The creation of Annoy indexes (whenever a new part is build, e.g. at the end of a merge) is a relatively slow process. You can increase setting max_threads_for_annoy_index_creation (default: 4) which controls how many threads are used to create an Annoy index. Please be careful with this setting, it is possible that multiple indexes are created in parallel in which case there can be overparallelization.

Setting annoy_index_search_k_nodes (default: NumTrees * LIMIT) determines how many tree nodes are inspected during SELECTs. Larger values mean more accurate results at the cost of longer query runtime:

SELECT *
FROM table_name
ORDER BY L2Distance(vectors, Point)
LIMIT N
SETTINGS annoy_index_search_k_nodes=100;
note

The Annoy index currently does not work with per-table, non-default index_granularity settings (see here). If necessary, the value must be changed in config.xml.

USearch

This type of ANN index is based on the USearch library, which implements the HNSW algorithm, i.e., builds a hierarchical graph where each point represents a vector and the edges represent similarity. Such hierarchical structures can be very efficient on large collections. They may often fetch 0.05% or less data from the overall dataset, while still providing 99% recall. This is especially useful when working with high-dimensional vectors, that are expensive to load and compare. The library also has several hardware-specific SIMD optimizations to accelerate further distance computations on modern Arm (NEON and SVE) and x86 (AVX2 and AVX-512) CPUs and OS-specific optimizations to allow efficient navigation around immutable persistent files, without loading them into RAM.
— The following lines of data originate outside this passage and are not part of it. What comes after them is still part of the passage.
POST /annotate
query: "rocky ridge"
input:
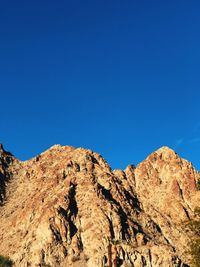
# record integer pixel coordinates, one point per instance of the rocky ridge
(66, 207)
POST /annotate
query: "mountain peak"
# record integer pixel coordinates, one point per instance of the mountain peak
(73, 210)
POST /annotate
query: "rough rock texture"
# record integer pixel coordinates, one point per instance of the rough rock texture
(66, 207)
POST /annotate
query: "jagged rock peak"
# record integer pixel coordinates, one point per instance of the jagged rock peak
(66, 207)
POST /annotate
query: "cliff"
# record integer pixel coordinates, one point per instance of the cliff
(66, 207)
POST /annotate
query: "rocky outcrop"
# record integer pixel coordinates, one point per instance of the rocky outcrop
(66, 207)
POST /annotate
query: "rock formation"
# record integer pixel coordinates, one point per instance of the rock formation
(66, 207)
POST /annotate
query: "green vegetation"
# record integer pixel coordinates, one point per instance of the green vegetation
(5, 262)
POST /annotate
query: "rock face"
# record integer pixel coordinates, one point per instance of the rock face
(66, 207)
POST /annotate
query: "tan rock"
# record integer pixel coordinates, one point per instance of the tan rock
(65, 206)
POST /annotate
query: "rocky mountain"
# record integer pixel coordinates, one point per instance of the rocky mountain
(66, 207)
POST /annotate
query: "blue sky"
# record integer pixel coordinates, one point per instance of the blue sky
(118, 77)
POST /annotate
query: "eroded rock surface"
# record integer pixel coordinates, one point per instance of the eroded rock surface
(66, 207)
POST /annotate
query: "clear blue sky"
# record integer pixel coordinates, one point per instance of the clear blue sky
(119, 77)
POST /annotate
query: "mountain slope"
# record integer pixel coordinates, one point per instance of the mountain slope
(66, 207)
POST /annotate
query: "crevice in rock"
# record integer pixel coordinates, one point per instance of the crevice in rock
(73, 210)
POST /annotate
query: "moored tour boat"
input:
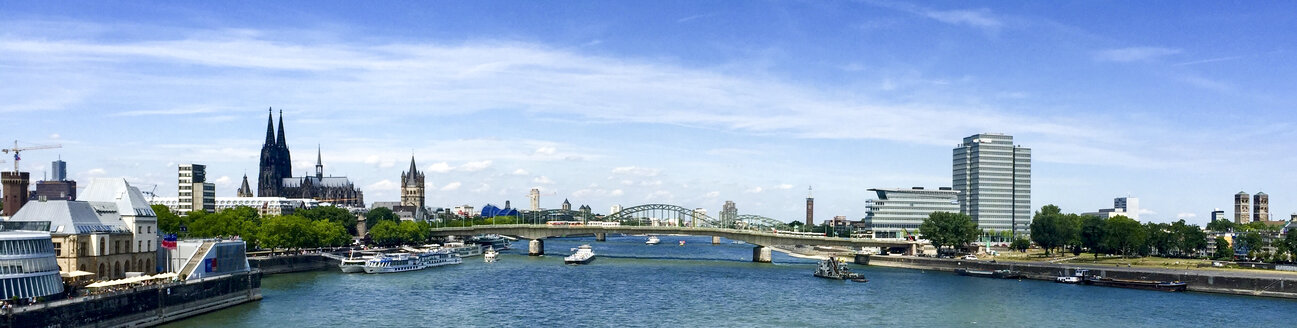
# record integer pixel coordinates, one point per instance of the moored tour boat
(584, 254)
(835, 269)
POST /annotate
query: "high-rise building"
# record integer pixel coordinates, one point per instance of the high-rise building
(411, 187)
(992, 178)
(14, 191)
(729, 214)
(1261, 206)
(59, 170)
(1241, 208)
(195, 192)
(899, 211)
(57, 187)
(809, 208)
(1218, 215)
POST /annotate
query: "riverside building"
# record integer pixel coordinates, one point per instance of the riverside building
(899, 211)
(992, 178)
(27, 266)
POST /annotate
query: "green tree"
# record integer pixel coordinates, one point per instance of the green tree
(1020, 245)
(387, 234)
(1223, 249)
(946, 228)
(1048, 228)
(1092, 234)
(287, 232)
(1123, 235)
(330, 234)
(380, 214)
(332, 214)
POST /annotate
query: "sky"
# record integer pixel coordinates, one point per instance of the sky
(684, 103)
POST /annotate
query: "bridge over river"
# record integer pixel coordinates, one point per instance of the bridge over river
(761, 239)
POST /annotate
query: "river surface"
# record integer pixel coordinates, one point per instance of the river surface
(632, 284)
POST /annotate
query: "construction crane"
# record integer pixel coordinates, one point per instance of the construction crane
(17, 149)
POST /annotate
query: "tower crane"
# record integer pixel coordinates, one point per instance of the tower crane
(17, 149)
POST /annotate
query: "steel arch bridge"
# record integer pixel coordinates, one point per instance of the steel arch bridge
(643, 215)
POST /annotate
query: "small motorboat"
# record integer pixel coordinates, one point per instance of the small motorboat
(489, 256)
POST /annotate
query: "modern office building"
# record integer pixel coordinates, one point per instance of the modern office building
(263, 205)
(1218, 214)
(899, 211)
(1122, 206)
(992, 178)
(809, 208)
(1261, 206)
(1241, 208)
(27, 265)
(57, 187)
(195, 192)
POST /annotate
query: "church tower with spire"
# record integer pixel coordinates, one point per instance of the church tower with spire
(270, 178)
(411, 187)
(245, 191)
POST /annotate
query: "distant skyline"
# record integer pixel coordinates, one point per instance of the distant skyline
(686, 103)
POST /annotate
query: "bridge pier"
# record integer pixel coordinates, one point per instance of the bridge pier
(761, 254)
(536, 248)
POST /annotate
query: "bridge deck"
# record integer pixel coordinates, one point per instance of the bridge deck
(756, 237)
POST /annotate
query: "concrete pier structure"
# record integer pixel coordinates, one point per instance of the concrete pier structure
(761, 254)
(536, 248)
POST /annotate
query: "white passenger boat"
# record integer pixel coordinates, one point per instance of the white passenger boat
(394, 262)
(584, 254)
(463, 249)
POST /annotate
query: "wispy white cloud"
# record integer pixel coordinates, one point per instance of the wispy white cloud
(452, 187)
(1135, 53)
(475, 166)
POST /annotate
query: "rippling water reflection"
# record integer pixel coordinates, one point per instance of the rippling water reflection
(711, 285)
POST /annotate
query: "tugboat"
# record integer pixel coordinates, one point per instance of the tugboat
(584, 254)
(834, 269)
(490, 254)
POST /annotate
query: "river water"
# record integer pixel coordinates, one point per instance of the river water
(632, 284)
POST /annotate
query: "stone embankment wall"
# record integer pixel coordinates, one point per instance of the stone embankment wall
(142, 306)
(291, 263)
(1208, 281)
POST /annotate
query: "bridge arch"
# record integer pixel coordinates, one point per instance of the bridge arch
(643, 215)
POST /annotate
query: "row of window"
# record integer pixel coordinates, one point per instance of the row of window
(25, 246)
(29, 266)
(30, 287)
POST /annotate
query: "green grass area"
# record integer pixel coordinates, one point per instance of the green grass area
(1088, 258)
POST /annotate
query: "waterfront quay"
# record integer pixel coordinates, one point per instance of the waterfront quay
(702, 284)
(1265, 284)
(142, 306)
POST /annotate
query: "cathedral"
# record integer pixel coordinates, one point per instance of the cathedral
(276, 170)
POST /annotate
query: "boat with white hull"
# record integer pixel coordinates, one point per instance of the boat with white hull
(584, 256)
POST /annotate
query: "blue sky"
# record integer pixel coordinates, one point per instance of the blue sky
(689, 103)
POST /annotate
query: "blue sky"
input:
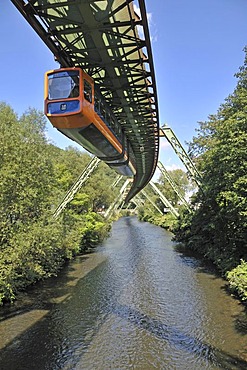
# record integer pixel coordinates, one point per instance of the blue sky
(197, 48)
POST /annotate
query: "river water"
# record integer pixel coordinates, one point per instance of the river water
(135, 303)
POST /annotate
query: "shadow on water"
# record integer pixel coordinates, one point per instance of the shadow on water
(74, 315)
(180, 340)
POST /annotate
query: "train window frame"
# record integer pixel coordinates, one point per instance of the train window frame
(61, 75)
(88, 91)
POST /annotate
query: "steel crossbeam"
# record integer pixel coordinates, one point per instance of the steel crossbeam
(103, 37)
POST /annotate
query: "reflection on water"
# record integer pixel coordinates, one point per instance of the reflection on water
(136, 303)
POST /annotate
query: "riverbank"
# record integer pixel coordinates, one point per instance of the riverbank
(136, 302)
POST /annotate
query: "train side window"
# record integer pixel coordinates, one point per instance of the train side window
(87, 91)
(96, 104)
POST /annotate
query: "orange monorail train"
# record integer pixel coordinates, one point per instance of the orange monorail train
(78, 110)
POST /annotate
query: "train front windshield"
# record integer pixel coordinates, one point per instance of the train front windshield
(63, 85)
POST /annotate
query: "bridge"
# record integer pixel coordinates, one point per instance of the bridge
(111, 42)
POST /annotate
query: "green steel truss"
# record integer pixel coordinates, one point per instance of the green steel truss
(103, 37)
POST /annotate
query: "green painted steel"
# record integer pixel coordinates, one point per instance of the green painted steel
(168, 133)
(112, 44)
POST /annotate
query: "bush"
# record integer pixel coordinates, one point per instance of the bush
(238, 280)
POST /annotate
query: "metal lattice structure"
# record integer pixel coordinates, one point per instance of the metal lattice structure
(103, 38)
(168, 133)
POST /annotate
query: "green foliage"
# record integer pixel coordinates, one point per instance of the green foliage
(217, 227)
(238, 280)
(34, 177)
(149, 215)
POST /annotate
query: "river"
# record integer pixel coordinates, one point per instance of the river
(134, 303)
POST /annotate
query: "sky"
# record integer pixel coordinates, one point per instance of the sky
(197, 48)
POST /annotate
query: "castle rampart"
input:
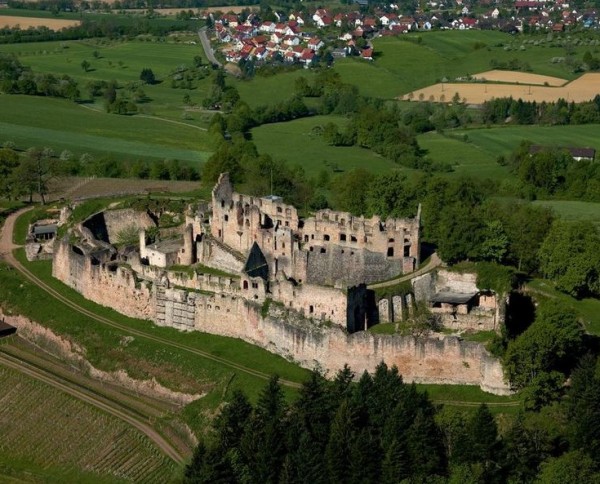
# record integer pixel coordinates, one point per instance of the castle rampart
(284, 330)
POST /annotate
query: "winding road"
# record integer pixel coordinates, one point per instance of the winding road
(6, 248)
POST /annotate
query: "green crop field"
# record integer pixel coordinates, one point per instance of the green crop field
(490, 143)
(588, 309)
(296, 142)
(60, 124)
(573, 210)
(405, 63)
(49, 436)
(465, 158)
(271, 89)
(123, 61)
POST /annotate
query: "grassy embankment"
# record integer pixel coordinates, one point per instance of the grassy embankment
(143, 358)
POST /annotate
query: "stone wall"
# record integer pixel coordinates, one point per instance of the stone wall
(445, 360)
(214, 254)
(107, 284)
(107, 225)
(284, 331)
(335, 265)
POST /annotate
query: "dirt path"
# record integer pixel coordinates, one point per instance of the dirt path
(106, 405)
(10, 258)
(434, 262)
(6, 243)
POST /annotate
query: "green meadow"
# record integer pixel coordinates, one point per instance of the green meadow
(573, 210)
(406, 63)
(36, 121)
(123, 62)
(487, 144)
(297, 143)
(464, 157)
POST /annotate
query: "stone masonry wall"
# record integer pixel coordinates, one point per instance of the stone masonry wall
(284, 331)
(348, 266)
(446, 360)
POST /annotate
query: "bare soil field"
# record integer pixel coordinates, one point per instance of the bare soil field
(76, 188)
(580, 90)
(175, 11)
(26, 22)
(519, 78)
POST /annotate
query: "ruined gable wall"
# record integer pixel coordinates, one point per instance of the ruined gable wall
(346, 230)
(323, 303)
(351, 267)
(284, 332)
(194, 281)
(214, 254)
(110, 223)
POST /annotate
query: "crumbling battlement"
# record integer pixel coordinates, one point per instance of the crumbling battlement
(372, 249)
(284, 330)
(105, 283)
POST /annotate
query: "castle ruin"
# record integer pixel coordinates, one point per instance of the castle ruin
(251, 268)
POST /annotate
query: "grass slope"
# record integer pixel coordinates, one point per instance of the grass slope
(60, 124)
(123, 61)
(487, 144)
(573, 210)
(588, 309)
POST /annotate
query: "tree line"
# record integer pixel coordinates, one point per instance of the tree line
(383, 430)
(561, 112)
(553, 173)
Syntax to create an USearch index over an Array column:

CREATE TABLE table_with_usearch_index
(
id Int64,
vectors Array(Float32),
INDEX [ann_index_name] vectors TYPE usearch([Distance[, ScalarKind]]) [GRANULARITY N]
)
ENGINE = MergeTree
ORDER BY id;

Syntax to create an ANN index over a Tuple column:

CREATE TABLE table_with_usearch_index
(
id Int64,
vectors Tuple(Float32[, Float32[, ...]]),
INDEX [ann_index_name] vectors TYPE usearch([Distance[, ScalarKind]]) [GRANULARITY N]
)
ENGINE = MergeTree
ORDER BY id;

USearch currently supports two distance functions:

  • L2Distance, also called Euclidean distance, is the length of a line segment between two points in Euclidean space (Wikipedia).
  • cosineDistance, also called cosine similarity, is the cosine of the angle between two (non-zero) vectors (Wikipedia).

USearch allows storing the vectors in reduced precision formats. Supported scalar kinds are f64, f32, f16 or i8. If no scalar kind was specified during index creation, f16 is used as default.

For normalized data, L2Distance is usually a better choice, otherwise cosineDistance is recommended to compensate for scale. If no distance function was specified during index creation, L2Distance is used as default.